Juz widze jak AI nie chcący grać za RIPem zagrał bez szemrania za Allenem czy Fishem
master - Śr lis 18, 2009 5:20 pm
Osobny post jeden pod drugim, bo edytujemy i w sumie nikt nigdy nie doczyta do końca:
Ok mieli lepszą pozycję przed PO, zgoda, zagrali z HCA zgoda. Ale o co chodzi z tym słabszym Zachodem? Słabszym w porównaniu z rokiem poprzednim?
Ok sprawdziłem w poprzednim roku 9 ekip skończyło powyzej 50%, w 2008 10. To daje jedną ekipę przewagi. Czyli powiedzmy, ze masz teoretycznie rację
Choć z drugiej strony zastanawiam się jak argument o tym, ze Nuggs byli lepszym zespołem niz w roiku poprzednim chcesz obrócić przeciw nim? Ok wygrali tylko 4 mecze w RS więcej, przy czym jak juz mamy sie czepiać 3 porażki zanotowali z AI w składzie. Kto wie czy nie wygraliby powiedzmy o 7 więcej
Drugie- HCA. Jaki to argument przeciw Nuggs a za AI. Gdyby byli odpowiednio dobrym zespołem z Ai też by wypracowali HCA w dwóch poprzednich sezonach
A moze w NBA zespołom walczącym o tytuł zalezy na wygraniu jak najwiecej zeby mieć HCA, bo to atut a nie argument przeciw nim?
Sorry lorak, ale nie kupuje tego, ze chcesz tak to wytłumaczyć.
Dla mnie jasnym jest ze Denver z Ai nie grało tak dobrze ułozonego basketu i tak nie potrafiło konczyc spotkan jak to robi teraz. I czy mają HCA czy nie nic tu nie zmienia. AI nie potrafił przez 2 lata tego zespołu pociagnąć w górę, a zespoł awansował po jego odejściu.

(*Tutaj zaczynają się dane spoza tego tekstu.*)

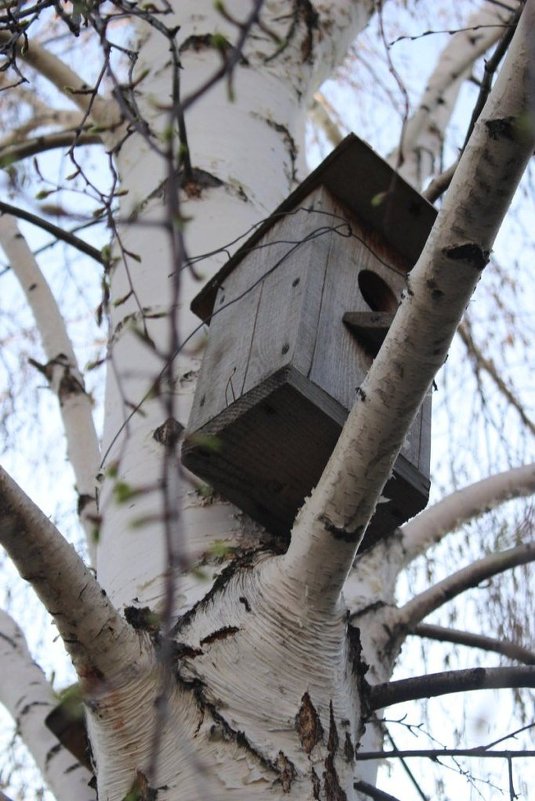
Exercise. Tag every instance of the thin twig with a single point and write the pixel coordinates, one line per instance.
(450, 681)
(55, 230)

To jest niezbity fakt. Nuggets zagrali w WCF, gdzie stoczyli naprawde dobrą walke i postawili trudne warunki późniejszym mistrzom.
Mozna grać w Po i tylko w nich grać, jak to robili Nuggs z AI lub grać w Po i zrobic na wszystkich wrażenie jak to zrobili Nuggs bez AI
1-4 i 0-4 w pierwszej rundzie nijak sie pod względem stylu ma do 2-4 z Lakers WCF
tamte mecze dla SAS i LAl to były spacerki, a tutaj widzieliśmy zaciętą fizyczną serię
Rok wczesniej finalista LAL zmiótł Nuggs, gdzie najmniejsza róznica wyniosła 6 pts, reszta to pogromy
W tych PO Lakers wygrali róznicą:2, 6, 9 i tylko raz zdominowali mecz, przy czym też raz dostali ostro po dupie.

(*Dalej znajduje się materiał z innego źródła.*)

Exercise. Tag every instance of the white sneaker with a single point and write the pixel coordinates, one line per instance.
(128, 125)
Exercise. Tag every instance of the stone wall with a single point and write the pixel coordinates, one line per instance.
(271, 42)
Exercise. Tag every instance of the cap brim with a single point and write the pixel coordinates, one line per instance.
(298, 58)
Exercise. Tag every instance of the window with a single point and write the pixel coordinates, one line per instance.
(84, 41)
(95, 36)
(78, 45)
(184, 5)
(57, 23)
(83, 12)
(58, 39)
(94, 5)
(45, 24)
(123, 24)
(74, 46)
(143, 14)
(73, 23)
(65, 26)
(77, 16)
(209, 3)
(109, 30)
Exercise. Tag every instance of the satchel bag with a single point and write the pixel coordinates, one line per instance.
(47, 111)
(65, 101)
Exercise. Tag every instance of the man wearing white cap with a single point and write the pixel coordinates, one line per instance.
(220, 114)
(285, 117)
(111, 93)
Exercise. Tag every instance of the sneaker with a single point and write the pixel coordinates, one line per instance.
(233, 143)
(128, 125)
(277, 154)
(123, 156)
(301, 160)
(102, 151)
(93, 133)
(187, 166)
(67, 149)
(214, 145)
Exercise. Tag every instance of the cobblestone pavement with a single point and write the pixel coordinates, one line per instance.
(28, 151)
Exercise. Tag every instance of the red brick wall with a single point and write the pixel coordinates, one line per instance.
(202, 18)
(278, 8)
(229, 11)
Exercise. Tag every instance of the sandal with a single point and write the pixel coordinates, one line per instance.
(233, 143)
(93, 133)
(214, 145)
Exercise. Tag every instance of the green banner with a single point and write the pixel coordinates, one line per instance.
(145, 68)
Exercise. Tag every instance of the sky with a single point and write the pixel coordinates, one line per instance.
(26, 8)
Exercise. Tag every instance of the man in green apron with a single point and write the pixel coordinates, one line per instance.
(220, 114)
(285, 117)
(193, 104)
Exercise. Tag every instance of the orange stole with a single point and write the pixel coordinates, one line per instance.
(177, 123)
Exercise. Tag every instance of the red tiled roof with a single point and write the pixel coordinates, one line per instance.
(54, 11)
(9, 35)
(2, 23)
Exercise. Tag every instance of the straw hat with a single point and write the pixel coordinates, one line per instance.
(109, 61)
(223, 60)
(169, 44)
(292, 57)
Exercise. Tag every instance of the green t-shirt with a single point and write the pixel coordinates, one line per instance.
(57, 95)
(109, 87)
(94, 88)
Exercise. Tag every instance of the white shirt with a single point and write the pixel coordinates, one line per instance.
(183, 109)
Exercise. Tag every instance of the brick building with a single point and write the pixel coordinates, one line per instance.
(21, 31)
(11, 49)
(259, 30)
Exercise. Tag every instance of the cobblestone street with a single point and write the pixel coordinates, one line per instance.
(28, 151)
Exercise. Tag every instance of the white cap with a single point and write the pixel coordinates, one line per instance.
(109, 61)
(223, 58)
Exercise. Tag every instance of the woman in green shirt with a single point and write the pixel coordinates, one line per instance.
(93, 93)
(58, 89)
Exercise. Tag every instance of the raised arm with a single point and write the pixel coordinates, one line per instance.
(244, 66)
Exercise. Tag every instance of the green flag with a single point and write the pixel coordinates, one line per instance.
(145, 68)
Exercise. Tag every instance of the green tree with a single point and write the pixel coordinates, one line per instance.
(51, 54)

Co tu sie ma siła Zachodu do tych serii? Czy LAL'08 byli lepszym zespołem od LAL'09? Jesli tak to dlaczego polegli w Finale'08, a wygrali 2009?
A moze po prostu Lakers 2008 wygrali z niezłym zespołem Nuggets w pierwszej rundzie w 2008, jak również lepsi Lakers wygrali z duzo lepszym Nuggets w 2009?
Nikt nie twierdzi, że Denver nie byli po prostu z CB lepsi. Byli, to jest ten niezaprzeczalny fakt. Ale Nuggets byli też przede wszystkim inni. Zarówno z powodu Billupsa, jak i Carmelo, jak i roszad w składzie (przede wszystkim Nene, kto ogladał Nuggets za Cambego i za Nene od razu wie o co chodzi). Billups poukładał ten team, ale wrażenie tak naprawdę robią same PO, bo RS nie był jakoś specjalnie wybitny w porównaniu do poprzedniego sezonu. Z kolei sama możliwość grania z nr 2 a nr 8 to niebo a ziemia. Wszystko w tym temacie napisałem zresztą troche wcześniej.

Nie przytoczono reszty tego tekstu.